Amy Bloom’s “A Portion of Your Loveliness” is a clever, witty story by a writer who always makes me laugh and groan at the same time. This is a story about a woman whose young daughter’s favorite game is “Holocaust,” in which the little girl pretends she is an Anne Frank-like refugee hiding from, or captured by, the Nazis. It’s a humorous concept that Bloom takes very seriously; or else a serious concept that Bloom takes very humorously.
“Sitting In” by Will Boast, is an appealing story about a young boy who challenges an older man to play tuba in a small polka band. The older man is “possibly a Jew, exiled by the Holocaust,” and absolutely needs his role in the band to survive emotionally. It is an initiation for the boy into the adult world of loneliness and despair. I liked it.
Liz Moore’s “Our Neighbors the Bells” is told from the perspective of an eight-year-old girl who lives with her twenty-five-year-old mother and twin sister. The story is told in the present tense, but the narration is not that of an eight-year-old, although its short sentences and repetition might suggest a child’s voice. The son of the family across the street, Benny Bell, tells the mother he is in love with her, but her relationship with the family is an ambiguous one. An engaging story, it seems to me, about a child’s puzzled reaction to the mystery of adult reality.
I also like Mary Morris’s “Birds of Africa,” about a boy who breaks into homes of his neighbors to take a short nap on their beds and steal some inconsequential item.
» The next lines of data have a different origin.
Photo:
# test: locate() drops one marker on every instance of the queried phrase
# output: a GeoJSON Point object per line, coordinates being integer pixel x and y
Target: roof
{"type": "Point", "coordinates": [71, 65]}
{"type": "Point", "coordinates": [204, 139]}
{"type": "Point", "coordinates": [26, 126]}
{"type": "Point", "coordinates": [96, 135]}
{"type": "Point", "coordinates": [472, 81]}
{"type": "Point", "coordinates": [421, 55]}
One of the items he takes is a book entitled Birds of Africa, with which he becomes fascinated.
Rick Bass’s essay about the trial and tribulations of taking out the carcass of an elk he has killed is typical Rick Bass, which, in my opinion, is always pretty damned good; and Jayne Anne Phillips’ review essay on E. L. Doctorow’s collection of new and selected stories, All the Time in the World is, as usual for Phillips (one of my favorite writers), smart and perceptive.
This is a handsome collection, well worth the $19.95 price tag.
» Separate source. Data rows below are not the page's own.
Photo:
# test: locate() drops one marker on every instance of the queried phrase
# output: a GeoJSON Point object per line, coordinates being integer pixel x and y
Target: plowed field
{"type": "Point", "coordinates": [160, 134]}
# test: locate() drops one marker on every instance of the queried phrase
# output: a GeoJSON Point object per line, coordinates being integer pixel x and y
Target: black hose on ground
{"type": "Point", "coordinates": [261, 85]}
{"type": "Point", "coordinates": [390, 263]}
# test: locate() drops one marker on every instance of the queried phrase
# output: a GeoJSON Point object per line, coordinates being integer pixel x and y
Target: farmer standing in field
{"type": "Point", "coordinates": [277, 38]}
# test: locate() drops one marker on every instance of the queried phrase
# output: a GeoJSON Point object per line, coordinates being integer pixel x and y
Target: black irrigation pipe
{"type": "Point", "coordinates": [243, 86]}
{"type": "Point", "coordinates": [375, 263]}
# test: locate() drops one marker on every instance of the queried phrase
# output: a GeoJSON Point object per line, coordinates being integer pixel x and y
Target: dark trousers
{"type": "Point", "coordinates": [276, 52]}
I have written so often about Alice Munro on this blog that I don’t want to spend a great deal of time here on her story “To Reach Japan.” This story seems more like one of Munro’s earlier stories, not only because it focuses on a young woman (for Munro has of late been writing about women near her own age), but also because it follows a relatively linear plot line and does not seem to have the complex thematic structure that Munro’s later stories do.
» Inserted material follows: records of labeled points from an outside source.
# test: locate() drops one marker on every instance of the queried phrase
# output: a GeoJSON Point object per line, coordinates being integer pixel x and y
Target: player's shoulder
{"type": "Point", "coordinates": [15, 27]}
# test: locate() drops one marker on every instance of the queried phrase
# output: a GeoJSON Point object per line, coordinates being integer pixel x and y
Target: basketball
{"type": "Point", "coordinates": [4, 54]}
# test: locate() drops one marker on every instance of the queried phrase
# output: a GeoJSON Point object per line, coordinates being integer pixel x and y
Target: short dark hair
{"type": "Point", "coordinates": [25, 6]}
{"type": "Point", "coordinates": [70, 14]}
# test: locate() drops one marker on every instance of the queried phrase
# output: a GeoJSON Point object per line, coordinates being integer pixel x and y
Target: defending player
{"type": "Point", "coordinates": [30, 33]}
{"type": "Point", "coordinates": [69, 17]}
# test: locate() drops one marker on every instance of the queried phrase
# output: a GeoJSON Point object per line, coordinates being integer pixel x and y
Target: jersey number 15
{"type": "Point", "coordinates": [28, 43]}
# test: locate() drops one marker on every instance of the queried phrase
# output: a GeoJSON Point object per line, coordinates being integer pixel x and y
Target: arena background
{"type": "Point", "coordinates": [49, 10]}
The story focuses on a woman named Greta who is taking the train to Toronto with her young daughter Katy to housesit for a friend while her husband Peter works on a job in northern Canada. Peter and Greta differ in significant ways: He studied business while she was learning Paradise Lost. She avoids anything useful, while he does the opposite. While she has strong opinions about things, his opinions are even tempered. When he sees a movie or reads a book, for example, he never wants to talk about it and does not judge, saying that the people who put them together were probably doing as well as they could. Greta is more analytical and critical; she is a poet, who has had a few poems published.
In a bit of social background commentary, the omniscient narrator states that it is hard to explain the life of woman at the time the story takes place—a time when feminism did not exist. Any serious idea or ambition by a woman was seen “as some sort of crime against nature. Even reading a real book was behavior that was suspect, leading possibly to a child’s pneumonia, and making a political remark at a party might be said to be the cause of your husband’s failure to get a promotion.”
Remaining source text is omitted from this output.